Impact of climate change on renewable energy systems in buildings of subtropical desert areas: A stochastic optimization approach

Understanding the nuances of climate change on buildings in desert areas is a timely topic with several socioeconomic implications. This study quantifies the impacts of future climate variability and extreme events on the optimal design of renewable energy systems (RES) for buildings in Saudi Arabia. A comprehensive framework integrating multi-model climate projections, extreme event analysis, and stochastic optimization is developed to evaluate system reliability and economic performance under future climate uncertainty. Hourly downscaled climate data spanning 2025-2099 across multiple Shared Socioeconomic Pathways (SSP) are considered, and stochastic optimization is used to determine RES configurations that minimize life cycle cost (LCC) across all scenarios.

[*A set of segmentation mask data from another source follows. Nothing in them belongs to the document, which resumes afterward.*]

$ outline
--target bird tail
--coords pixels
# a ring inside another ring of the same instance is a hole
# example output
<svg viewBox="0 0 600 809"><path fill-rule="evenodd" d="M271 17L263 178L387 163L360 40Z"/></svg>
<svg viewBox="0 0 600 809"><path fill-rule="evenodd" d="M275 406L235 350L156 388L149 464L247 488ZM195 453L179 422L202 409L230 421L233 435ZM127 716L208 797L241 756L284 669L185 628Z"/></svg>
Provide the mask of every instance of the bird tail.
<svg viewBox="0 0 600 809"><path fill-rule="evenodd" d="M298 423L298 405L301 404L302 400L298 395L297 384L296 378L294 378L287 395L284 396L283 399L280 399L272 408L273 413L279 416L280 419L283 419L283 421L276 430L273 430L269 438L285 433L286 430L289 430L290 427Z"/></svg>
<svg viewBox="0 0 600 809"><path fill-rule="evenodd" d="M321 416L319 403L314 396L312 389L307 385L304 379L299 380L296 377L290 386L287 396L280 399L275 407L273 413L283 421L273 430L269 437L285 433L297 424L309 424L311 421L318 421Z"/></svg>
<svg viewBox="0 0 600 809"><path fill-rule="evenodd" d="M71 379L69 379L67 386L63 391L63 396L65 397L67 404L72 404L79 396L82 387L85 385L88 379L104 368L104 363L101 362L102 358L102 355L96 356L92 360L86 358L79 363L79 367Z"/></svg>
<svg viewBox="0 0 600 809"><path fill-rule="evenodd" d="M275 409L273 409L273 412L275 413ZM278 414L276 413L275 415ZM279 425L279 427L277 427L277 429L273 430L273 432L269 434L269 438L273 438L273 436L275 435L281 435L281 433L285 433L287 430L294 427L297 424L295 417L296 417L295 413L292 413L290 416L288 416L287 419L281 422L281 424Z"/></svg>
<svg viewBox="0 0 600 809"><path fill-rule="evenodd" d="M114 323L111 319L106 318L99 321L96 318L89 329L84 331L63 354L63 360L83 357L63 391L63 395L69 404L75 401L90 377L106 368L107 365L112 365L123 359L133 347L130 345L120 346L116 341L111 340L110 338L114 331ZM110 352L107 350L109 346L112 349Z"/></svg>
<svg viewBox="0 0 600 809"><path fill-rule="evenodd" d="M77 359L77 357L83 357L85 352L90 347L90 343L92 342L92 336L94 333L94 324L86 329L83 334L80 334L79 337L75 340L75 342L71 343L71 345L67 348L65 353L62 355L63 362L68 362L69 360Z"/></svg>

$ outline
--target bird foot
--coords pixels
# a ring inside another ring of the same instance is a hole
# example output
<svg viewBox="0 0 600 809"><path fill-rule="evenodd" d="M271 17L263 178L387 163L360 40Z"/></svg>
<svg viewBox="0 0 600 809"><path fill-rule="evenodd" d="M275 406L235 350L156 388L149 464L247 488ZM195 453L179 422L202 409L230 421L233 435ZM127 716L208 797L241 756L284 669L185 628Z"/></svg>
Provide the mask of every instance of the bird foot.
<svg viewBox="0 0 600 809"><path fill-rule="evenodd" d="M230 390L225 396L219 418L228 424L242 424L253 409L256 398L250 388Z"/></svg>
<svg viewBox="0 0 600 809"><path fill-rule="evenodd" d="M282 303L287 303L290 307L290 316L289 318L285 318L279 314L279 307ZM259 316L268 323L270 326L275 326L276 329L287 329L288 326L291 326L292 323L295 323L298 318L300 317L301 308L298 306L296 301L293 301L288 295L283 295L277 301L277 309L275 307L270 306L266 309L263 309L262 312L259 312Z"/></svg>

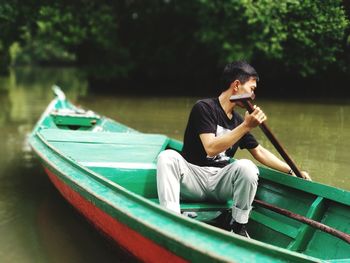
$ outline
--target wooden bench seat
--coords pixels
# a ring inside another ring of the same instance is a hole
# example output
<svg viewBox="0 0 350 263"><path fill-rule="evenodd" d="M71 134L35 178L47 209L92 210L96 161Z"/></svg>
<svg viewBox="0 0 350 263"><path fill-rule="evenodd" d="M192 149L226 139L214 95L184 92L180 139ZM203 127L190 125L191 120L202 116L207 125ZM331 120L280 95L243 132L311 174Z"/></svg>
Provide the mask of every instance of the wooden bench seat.
<svg viewBox="0 0 350 263"><path fill-rule="evenodd" d="M149 198L148 200L159 204L158 198ZM228 201L226 203L182 201L180 203L180 207L181 207L181 211L194 211L194 212L220 211L220 210L231 208L232 203L233 203L232 201Z"/></svg>

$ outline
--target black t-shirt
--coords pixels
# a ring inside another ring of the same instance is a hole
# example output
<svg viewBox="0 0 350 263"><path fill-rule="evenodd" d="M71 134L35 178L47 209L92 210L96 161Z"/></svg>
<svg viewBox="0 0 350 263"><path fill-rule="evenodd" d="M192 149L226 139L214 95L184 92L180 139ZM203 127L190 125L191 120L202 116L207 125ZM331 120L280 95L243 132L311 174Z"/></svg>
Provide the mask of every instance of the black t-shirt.
<svg viewBox="0 0 350 263"><path fill-rule="evenodd" d="M251 133L246 133L226 151L209 157L199 135L214 133L215 136L220 136L233 130L242 122L243 118L237 112L233 112L232 119L229 119L218 98L197 101L188 119L182 149L183 157L188 162L199 166L224 167L229 163L230 157L233 157L238 147L253 149L259 145L254 136Z"/></svg>

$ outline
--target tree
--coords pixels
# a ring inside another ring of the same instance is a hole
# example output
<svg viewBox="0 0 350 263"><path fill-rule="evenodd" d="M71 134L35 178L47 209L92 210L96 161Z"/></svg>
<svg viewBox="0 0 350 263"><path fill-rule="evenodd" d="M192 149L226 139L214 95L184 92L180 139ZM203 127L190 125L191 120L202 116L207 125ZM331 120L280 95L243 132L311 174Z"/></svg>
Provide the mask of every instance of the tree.
<svg viewBox="0 0 350 263"><path fill-rule="evenodd" d="M37 7L41 1L1 1L0 2L0 74L8 73L11 58L10 46L24 42L26 33L34 30Z"/></svg>
<svg viewBox="0 0 350 263"><path fill-rule="evenodd" d="M349 71L349 31L341 0L0 3L4 65L14 41L34 49L49 43L55 56L61 49L73 54L90 84L144 92L209 91L222 65L236 59L264 75Z"/></svg>
<svg viewBox="0 0 350 263"><path fill-rule="evenodd" d="M349 21L341 0L200 2L199 36L220 61L259 56L308 76L339 62L344 52Z"/></svg>

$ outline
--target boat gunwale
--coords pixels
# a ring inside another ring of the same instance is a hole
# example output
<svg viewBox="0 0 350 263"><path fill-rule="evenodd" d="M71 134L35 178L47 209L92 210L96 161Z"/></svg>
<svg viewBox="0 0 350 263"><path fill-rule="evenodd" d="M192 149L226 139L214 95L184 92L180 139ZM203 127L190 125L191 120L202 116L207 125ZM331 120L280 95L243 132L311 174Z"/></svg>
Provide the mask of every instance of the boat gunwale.
<svg viewBox="0 0 350 263"><path fill-rule="evenodd" d="M327 200L350 206L350 191L283 174L267 167L259 166L258 168L260 170L260 177L265 180L287 186L291 189L313 194L316 198L323 197Z"/></svg>

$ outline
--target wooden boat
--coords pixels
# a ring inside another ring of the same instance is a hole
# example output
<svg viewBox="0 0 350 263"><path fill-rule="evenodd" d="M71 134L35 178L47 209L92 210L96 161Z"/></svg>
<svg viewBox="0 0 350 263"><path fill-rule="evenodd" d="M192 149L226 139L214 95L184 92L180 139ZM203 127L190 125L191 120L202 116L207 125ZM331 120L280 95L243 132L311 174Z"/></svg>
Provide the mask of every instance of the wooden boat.
<svg viewBox="0 0 350 263"><path fill-rule="evenodd" d="M182 143L137 132L56 98L33 129L30 145L52 183L97 229L146 262L347 262L350 244L262 207L246 239L217 225L230 203L182 203L195 219L162 209L156 158ZM257 198L350 232L350 192L259 167Z"/></svg>

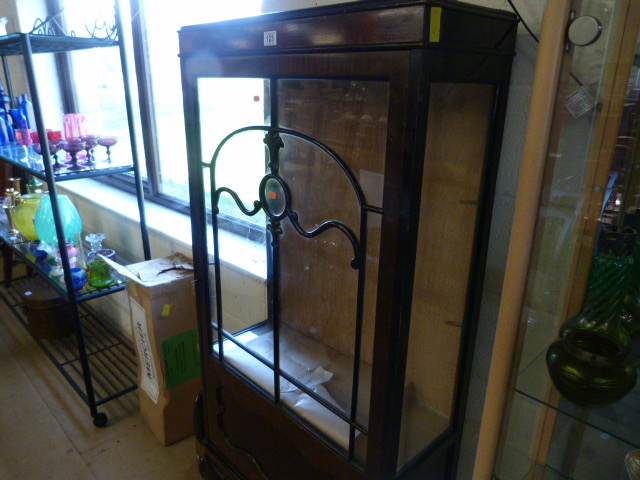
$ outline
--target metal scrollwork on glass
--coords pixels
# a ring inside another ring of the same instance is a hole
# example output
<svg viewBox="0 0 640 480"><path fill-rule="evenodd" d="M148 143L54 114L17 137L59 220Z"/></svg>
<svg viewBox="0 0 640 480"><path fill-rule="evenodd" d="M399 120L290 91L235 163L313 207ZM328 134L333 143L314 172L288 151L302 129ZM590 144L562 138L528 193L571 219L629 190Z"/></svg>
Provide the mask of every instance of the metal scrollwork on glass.
<svg viewBox="0 0 640 480"><path fill-rule="evenodd" d="M257 126L241 128L229 134L216 149L216 152L214 153L213 159L211 161L212 166L215 165L222 146L231 137L250 130L265 131L264 143L267 146L267 150L269 152L268 167L270 173L267 173L260 182L260 189L258 192L260 200L254 201L253 209L249 210L244 205L236 192L227 187L220 187L214 189L214 191L212 192L212 205L215 213L218 213L217 205L222 193L227 193L228 195L230 195L236 203L237 207L242 211L243 214L247 216L256 215L261 210L264 211L264 213L269 218L269 225L267 225L267 230L269 230L272 234L273 246L276 246L278 244L279 236L282 235L283 232L281 222L286 218L289 219L289 222L291 223L291 226L294 228L294 230L304 238L315 238L329 229L337 229L347 237L347 239L351 243L351 246L353 247L353 259L351 260L351 267L355 270L359 269L362 266L361 257L363 254L363 248L360 240L358 239L358 236L351 228L349 228L349 226L337 220L328 220L314 230L307 231L302 227L302 225L300 225L300 222L298 221L298 213L291 207L291 191L289 189L289 186L287 185L286 181L278 174L279 151L280 149L284 148L284 141L282 140L280 134L284 133L297 138L301 138L309 143L313 143L320 149L324 150L327 154L329 154L329 156L331 156L334 161L336 161L336 163L340 165L340 167L349 178L358 201L360 205L363 206L366 203L364 193L362 192L362 189L358 181L356 180L355 175L353 174L353 172L351 172L346 163L328 146L305 134L283 128ZM211 184L215 185L215 168L211 168L210 172L212 176Z"/></svg>

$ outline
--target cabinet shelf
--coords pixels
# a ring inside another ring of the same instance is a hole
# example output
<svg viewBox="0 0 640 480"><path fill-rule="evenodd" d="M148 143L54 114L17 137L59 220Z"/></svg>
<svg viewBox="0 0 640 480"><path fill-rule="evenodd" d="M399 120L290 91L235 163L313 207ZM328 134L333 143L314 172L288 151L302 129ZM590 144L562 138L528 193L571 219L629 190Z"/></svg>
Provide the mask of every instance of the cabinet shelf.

Analyses are conducted at hourly resolution over three future 25-year periods: 2025-2049, 2050-2074, and 2075-2099. Results indicate that differences between climate scenarios become more pronounced in the late-century period (2075-2099), leading to increased sensitivity of optimal RES design to climate conditions. The stochastic design ensures higher operational reliability than systems optimized solely for a high-emission scenario, with a 3.1% increase in LCC. Relative to the sustainable scenario, the high-emission scenario requires larger RES capacities, particularly in battery storage, resulting in a 20% higher LCC. Accounting for extreme events from an additional 24 scenarios from multiple climate models increases the LCC by 31.7%, highlighting the cost of resilience in an uncertain future climate.